2. The gene encoding the mutant rXHF of claim 1.
3. Recombinant microbial cells expressing the mutant rXHF of claim 1.
4. A product containing the mutant rXHF as described in claim 1.
5. A lycopene nanodelivery system, characterized in that, The product is prepared by loading lycopene onto the mutant rXHF described in claim 1; in the delivery system, the molar ratio of mutant rXHF to lycopene is 1:(100~400).
6. A method for preparing the delivery system of claim 5, characterized in that, Includes the following steps: (1) Prepare a solution of the mutant rXHF described in claim 1 and adjust the pH to >10.6; (2) Add lycopene solution to the solution obtained in step (1) to obtain a mixture; (3) Adjust the pH of the mixture obtained in step (2) to 6-8, stir and then protect it from light for at least 2 hours.

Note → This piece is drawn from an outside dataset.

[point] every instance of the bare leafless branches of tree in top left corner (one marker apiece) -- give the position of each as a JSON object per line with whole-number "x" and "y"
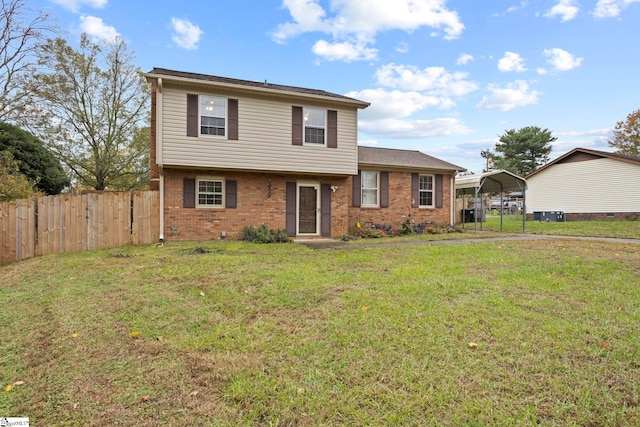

7. The method according to claim 6, characterized in that, In step (2), the molar ratio of mutant rXHF to lycopene in the mixture is 1:(100~200).
8. The method according to claim 7, characterized in that, After avoiding light for at least 2 hours in step (3), dialysis is performed; the dialysis is performed using a dialysis bag with a molecular weight <100 Da for at least 18 hours.
9. The application of the mutant rXHF of claim 1 in improving the lycopene loading capacity of ferritin.
10. The use of the lycopene nanodelivery system of claim 5 in the preparation of a medicament for improving age-related cognitive impairment.